Pubblicato in : Giudici avvocati e processi

LA CORTE EUROPEA DEI DIRITTI DELL'UOMO CONDANNA LO STATO ITALIANO AL RISARCIMENTO DEL DANNO IN MISURA DI 80 MILIONI IN FAVORE DI UN CITTADINO, PER VIOLAZIONE DELL'OBBLIGO DI AMMINISTRARE LA GIUSTIZIA IN TEMPI RAGIONEVOLI - In un procedimento davanti alla Corte dei Conti durato 25 anni - Il ripetersi delle infrazioni costituisce circostanza aggravante (Corte Europea dei Diritti dell'Uomo, Sezione Quarta, 28 aprile 2000, Pres. Pellonpää, Giudici Conforti, Ress, Ridruejo, Caflisch, Makarczyk, Vajic).

Nell'agosto del 1972 M.V. cittadino italiano, ha proposto ricorso davanti alla Corte dei Conti contro una decisione del Ministero della Difesa che aveva respinto la sua domanda di pensione privilegiata ordinaria.

Nel dicembre del 1994 la Corte dei Conti ha trasmesso il ricorso alla Sezione Regionale del Lazio che, con sentenza del 28 maggio 1996, ha rigettato il ricorso.

Nel luglio del 1996 M.V. ha impugnato questa decisione davanti alla stessa Corte dei Conti, che, con decisione dell'8 gennaio 1998, ha rigettato l'appello.

Nel novembre del 1996 M.V. ha presentato un ricorso alla Commissione Europea dei Diritti dell'Uomo chiedendo la condanna dello Stato italiano al risarcimento del danno morale in misura di 80 milioni di lire per violazione dell'obbligo, derivante dalla Convenzione per la salvaguardia dei diritti dell'uomo e delle libertà fondamentali, di fare giustizia in tempi ragionevoli.

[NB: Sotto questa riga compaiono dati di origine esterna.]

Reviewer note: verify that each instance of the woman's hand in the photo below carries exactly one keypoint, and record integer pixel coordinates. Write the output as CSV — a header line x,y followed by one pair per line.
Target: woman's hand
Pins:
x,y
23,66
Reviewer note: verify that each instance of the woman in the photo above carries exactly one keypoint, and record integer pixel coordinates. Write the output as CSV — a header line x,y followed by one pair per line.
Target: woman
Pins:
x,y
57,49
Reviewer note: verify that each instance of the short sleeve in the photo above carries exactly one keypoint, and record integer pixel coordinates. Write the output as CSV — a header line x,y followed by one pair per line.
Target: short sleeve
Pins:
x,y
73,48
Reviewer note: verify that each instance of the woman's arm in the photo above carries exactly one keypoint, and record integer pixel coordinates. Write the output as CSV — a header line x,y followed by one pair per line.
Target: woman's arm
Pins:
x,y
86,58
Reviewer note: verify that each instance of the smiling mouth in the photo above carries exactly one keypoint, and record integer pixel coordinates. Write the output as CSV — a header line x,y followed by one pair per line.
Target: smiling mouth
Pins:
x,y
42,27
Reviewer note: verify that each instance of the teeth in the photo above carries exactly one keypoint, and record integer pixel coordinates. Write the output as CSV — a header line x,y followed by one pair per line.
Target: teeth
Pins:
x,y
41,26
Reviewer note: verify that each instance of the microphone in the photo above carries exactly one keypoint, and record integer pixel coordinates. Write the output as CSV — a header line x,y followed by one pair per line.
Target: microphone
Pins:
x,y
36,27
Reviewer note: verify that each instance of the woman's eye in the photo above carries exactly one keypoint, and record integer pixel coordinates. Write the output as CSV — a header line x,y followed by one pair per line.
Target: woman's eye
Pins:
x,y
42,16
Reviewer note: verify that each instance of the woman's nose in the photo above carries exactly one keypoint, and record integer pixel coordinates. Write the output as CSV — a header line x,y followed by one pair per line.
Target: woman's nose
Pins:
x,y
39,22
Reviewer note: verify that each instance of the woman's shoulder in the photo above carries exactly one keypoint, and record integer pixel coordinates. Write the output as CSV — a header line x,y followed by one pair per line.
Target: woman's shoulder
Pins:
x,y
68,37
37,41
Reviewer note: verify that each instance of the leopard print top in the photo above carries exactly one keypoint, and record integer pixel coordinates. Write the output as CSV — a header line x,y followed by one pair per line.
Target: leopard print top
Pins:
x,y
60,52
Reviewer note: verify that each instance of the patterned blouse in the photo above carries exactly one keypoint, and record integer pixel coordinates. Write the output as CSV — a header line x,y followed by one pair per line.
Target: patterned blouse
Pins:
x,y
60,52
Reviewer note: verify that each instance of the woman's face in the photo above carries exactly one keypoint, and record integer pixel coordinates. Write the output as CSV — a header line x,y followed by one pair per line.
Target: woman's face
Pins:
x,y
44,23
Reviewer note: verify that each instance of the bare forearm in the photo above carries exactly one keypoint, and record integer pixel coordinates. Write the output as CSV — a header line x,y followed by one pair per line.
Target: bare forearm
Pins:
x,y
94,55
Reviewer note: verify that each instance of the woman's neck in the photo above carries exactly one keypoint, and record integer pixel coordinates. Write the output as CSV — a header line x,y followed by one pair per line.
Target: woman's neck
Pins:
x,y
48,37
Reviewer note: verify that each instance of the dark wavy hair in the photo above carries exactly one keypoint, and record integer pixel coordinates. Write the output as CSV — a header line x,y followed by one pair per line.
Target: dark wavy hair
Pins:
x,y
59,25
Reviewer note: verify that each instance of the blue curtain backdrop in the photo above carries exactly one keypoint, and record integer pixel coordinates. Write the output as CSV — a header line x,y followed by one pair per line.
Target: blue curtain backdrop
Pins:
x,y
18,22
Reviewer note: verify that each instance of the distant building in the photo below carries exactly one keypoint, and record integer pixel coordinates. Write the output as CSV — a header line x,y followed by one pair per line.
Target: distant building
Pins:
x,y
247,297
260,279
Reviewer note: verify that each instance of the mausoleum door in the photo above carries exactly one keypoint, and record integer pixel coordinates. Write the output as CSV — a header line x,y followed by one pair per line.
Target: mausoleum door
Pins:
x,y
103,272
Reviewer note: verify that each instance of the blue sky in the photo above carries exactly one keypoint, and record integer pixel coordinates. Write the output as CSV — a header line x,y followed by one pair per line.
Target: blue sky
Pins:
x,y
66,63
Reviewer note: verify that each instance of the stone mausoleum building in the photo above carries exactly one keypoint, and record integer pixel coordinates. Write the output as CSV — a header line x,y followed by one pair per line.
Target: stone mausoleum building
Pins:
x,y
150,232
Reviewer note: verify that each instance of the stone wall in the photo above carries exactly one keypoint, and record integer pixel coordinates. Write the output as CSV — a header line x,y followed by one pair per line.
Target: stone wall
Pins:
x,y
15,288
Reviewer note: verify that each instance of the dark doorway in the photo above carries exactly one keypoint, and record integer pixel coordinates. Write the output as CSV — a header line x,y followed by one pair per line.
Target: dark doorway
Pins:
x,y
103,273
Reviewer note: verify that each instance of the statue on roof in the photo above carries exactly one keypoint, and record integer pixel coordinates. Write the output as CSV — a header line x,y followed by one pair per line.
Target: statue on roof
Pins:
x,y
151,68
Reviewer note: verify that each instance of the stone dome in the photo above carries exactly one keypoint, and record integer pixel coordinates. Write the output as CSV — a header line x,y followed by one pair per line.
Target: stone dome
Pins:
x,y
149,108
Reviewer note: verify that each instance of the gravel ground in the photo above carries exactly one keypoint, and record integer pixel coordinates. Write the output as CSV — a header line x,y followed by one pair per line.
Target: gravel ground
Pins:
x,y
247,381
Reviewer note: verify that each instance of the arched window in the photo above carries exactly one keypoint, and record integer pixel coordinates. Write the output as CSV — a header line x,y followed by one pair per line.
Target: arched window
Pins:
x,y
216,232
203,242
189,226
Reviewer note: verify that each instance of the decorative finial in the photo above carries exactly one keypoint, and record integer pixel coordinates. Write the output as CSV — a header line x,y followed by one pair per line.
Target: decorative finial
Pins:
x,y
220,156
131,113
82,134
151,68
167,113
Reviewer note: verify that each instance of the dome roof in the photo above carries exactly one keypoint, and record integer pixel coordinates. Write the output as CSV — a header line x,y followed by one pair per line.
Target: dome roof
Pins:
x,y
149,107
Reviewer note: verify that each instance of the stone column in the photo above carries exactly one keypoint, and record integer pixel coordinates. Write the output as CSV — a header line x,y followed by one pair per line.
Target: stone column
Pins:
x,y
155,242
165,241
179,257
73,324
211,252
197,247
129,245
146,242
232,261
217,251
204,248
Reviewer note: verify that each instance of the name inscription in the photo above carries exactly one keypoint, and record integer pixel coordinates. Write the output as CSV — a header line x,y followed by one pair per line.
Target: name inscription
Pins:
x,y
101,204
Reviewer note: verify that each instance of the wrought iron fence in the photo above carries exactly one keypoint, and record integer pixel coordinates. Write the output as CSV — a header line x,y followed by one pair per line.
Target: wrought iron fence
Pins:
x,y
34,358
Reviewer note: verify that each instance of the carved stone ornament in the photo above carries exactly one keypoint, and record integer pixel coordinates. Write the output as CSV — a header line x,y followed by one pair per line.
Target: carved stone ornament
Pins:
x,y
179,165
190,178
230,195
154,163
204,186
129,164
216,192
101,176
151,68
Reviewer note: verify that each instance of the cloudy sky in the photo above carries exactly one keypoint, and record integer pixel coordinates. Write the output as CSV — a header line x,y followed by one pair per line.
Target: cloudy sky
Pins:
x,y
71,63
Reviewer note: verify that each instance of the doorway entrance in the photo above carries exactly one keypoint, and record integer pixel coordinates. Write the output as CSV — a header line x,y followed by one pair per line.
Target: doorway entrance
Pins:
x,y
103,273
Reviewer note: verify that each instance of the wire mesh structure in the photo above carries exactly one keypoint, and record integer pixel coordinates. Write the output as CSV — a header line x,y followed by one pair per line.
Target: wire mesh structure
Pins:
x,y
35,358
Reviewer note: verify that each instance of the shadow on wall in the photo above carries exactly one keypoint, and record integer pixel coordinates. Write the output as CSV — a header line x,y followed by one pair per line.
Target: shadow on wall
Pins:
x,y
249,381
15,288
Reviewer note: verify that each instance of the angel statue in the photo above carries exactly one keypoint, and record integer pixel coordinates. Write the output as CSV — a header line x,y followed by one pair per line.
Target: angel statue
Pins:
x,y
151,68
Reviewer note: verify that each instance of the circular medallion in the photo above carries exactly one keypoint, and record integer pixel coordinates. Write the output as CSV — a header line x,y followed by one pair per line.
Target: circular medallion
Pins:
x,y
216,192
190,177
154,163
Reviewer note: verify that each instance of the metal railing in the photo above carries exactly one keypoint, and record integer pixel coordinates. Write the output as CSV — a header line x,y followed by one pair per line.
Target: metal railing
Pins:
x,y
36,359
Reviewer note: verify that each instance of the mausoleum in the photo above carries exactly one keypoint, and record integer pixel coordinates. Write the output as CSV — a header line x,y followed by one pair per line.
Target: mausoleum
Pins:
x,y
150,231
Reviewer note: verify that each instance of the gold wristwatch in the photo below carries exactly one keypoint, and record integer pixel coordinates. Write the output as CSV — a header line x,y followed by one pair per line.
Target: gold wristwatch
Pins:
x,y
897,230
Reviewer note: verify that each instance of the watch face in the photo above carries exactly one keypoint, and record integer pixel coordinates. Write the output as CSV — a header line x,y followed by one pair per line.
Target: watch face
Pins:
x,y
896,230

Il ricorso è stato dichiarato ammissibile il 25 maggio 1999. Successivamente, con sentenza del 28 aprile 2000 la Corte Europea dei Diritti dell'Uomo, Quarta Sezione (Pres. Pellonpää, Giudici Conforti, Ress, Ridruejo, Caflisch, Makarczyk, Vajic) ha accolto il ricorso condannando lo Stato italiano, al pagamento dell'intera somma di lire 80 milioni richiesta da M.V. a titolo di risarcimento del danno morale.

Nella motivazione della sentenza la Corte ha richiamato l'art. 6 par.1 della Convenzione, secondo cui "ognuno ha diritto a che la sua causa sia decisa in un termine ragionevole".

La Corte ha affermato che la durata del processo promosso da M.V. davanti alla Corte dei Conti - 24 anni e 7 mesi - non può essere ritenuta ragionevole. Essa ha ricordato di avere già constatato in quattro decisioni depositate il 28 luglio 1999 una sistematica violazione, da parte dello Stato italiano, dell'obbligo di durata ragionevole dei processi stabilito dalla Convenzione Europea; il ripetersi di queste violazioni - ha affermato la Corte - costituisce una circostanza aggravante.